The political stagnation has only escalated workers’ frustration, as they remain systematically impoverished by a multinational manufacturing system that is fueled by transnational inequality, warp-speed consumption, and global mass marketing. Nath counters the industry’s perennial excuse for keeping wages ultra-low or laying off workers—that the higher wages, which H&M and other Western companies say they want to support for workers, are unsustainable. From a factory worker’s perspective, it’s profit-hoarding, not business acumen, at work.

“How can they, starting from one small factory and [make] a group of industries in a few years? So they are lying,” Nath argues. “They have money but they are shutting down the factories on their will to just make us jobless and making the propaganda, to make people believe that it’s not us, it’s the other party, just foreigners, that are doing that.”

Rana Plaza and other factory disasters in recent years have spurred some regulatory breakthroughs. International pressure drove some nationwide reforms for factory safety to prevent so-called “death trap” incidents, culminating in a legally binding international factory-safety accord. And minimum wages have been increased incrementally. But labor activists fear that as public pressure dissipates, the biggest obstacle to achieving equity for workers—suppression of their right to organize—remains as fierce as ever. The union busting speaks to an erosion of Bangladesh’s civil society under a chaotic political climate, which is also fraught with partisan warfare and panic over Islamic terrorism—but on an everyday level, it perhaps presents the greatest threat to many workers’ rights, and sometimes their lives.

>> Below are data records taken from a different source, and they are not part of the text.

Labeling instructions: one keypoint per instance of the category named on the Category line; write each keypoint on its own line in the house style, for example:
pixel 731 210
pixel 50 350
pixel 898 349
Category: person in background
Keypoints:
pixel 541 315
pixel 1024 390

The lack of basic workplace rights deeply undermines both workers’ livelihoods and their access to democracy, Nath says, particularly for rural migrant women: “Most of the women laborers come from the village areas, and they are basically illiterate…. They are so poor, they’re happy with little money. Whenever they got job opportunit[ies] in factories, they thought, ‘OK, we got a lot.’ So that’s why they are not…conscious about their rights, and the owners are taking advantage of them.”

Nath says the ability to organize is not just a parallel question to the material issues of wages and safety; without the collective power of a union and access to a collective-bargaining and grievance process, workers cannot gain genuine autonomy and hold bosses, or the international industry, accountable.

“It’s interlinked because it’s all a matter of labor and workers…. In Ashulia, we are not getting our minimum-wage hike,” Nath says. “Safety issues are also related with that. If there is no union, if we don’t raise our voice, the owner will [continue to be] lacking on safety issues.”

The right to free assembly was the focus of a global inquest by the United Nations labor authorities last year. A resulting major report by Maina Kai, special rapporteur on the rights to freedom of peaceful assembly and of association, reveals that in both rich and poor countries, “Statesoften do not create an enabling environment for even the minimum exercise of those rights, disenfranchising millions of workers.”

Meanwhile, corporations keep accruing political power and wealth simultaneously with no regulatory framework that matches their global reach. When operating outside their home countries, Kai wrote: “[Domestic] laws do not extend to their actions abroad and they are not legally accountable for the vast number of rights violations that occur in multiple countries down their supply chains.” Yet for workers, who are bound by borders, “labour’s traditional tools for asserting rights—trade unions, strikes, collective bargaining and so on—have been significantly weakened across the globe. That situation has effectively allowed the global supply chain to override sovereign democracy.”

The strikers at Ashulia know that unless they secure the right to organize—the core of their sovereign power—they can’t secure better wages or safe factories either; whatever they demand, their owners will force them to choose between silence or starvation.